JohnMakin yesterday at 6:38 PM

> Imagine a programming language where statements are suggestions and functions return “Success” while hallucinating. Reasoning becomes impossible; reliability collapses as complexity grows.

This is essentially declarative programming. Most traditional programming is imperative, what most developers are used to - I give the exact set of instructions and expect them to be obeyed as I write them. Agents are way more declarative than imperative - you give them a result, they work on getting that result. Now the problem of course, is in something declarative like say, SQL, this result is going to be pretty consistent and well-defined, but you're still trusting the underlying engine on how to go about it.

Thinking about agents declaratively has helped me a lot rather than to try to design these rube-goldberg "control" systems around them.
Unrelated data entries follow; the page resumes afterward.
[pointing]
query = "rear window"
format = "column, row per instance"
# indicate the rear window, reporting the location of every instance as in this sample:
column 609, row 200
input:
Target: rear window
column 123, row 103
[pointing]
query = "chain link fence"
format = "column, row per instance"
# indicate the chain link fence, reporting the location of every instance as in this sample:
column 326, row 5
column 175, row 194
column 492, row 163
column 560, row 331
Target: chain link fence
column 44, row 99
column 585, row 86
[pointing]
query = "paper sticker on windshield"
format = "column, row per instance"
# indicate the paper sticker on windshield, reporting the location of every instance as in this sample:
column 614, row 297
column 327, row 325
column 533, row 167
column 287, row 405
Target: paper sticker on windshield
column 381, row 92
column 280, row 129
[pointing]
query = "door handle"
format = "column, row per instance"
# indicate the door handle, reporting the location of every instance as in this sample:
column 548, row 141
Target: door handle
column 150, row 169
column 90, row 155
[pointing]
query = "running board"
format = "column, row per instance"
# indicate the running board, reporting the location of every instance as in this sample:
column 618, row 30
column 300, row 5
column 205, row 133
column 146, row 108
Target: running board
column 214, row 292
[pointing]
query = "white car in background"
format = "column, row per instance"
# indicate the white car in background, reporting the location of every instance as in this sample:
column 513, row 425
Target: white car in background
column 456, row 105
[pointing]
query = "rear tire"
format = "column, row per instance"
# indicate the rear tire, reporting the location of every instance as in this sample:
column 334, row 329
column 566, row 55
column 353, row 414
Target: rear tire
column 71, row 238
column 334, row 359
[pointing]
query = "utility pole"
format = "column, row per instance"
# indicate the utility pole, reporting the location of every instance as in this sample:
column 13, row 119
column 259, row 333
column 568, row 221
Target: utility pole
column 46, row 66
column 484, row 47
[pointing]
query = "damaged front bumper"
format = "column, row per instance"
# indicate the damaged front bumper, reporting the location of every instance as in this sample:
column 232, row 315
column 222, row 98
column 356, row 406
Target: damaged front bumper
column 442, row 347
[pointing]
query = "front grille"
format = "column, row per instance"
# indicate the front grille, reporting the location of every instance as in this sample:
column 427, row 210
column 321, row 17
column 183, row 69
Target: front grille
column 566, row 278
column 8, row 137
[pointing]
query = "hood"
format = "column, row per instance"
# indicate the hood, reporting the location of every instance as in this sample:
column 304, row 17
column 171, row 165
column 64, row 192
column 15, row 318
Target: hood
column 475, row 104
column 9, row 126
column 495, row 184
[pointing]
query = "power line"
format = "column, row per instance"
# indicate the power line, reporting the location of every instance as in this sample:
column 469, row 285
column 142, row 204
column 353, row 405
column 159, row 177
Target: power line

Didn't get it right? Ok, I validated it's not correct, let's try again or approach it differently.

If you really need something imperative, then write something imperative! Or have the agent do so. This stuff reads like trying to use the wrong tool for the job.

dkersten today at 8:52 AM

This is something I realised late last year while using Claude Code. The LLM shouldn't be the one in control of the workflow, because the LLM can make mistakes, skip steps, hallucinate steps, etc. Its also wasteful of tokens.

I'm a firm believer that a "thin harness" is the wrong approach for this reason and that workflows should be enforced in code. Doing that allows you to make sure that the workflow is always followed and reduces tokens since the LLM no longer has to consider the workflow or read the workflow instructions. But it also allows more interesting things: you can split plans into steps and feed them through a workflow one by one (so the model no longer needs to have as strong multi-step following); you can give each workflow stage its own context or prompts; you can add workflow-stage-specific verification.

Based on my experience with Claude Code and Kilo Code, I've been building a workflow engine for this exact purpose: it lets you define sequences, branches, and loops in a configuration file that it then steps through. I've opted to passing JSON data between stages and using the `jq` language for logic and data extraction. The engine itself is written in (hand coded; the recent Claude Code bugs taught me that the core has to be solid) Rust, while the actual LLM calls are done in a subprocess (currently I have my own Typescript+Vercel AI SDK based harness, but the plan is to support third party ones like claude code cli, codex cli, etc too in order to be able to use their subscriptions).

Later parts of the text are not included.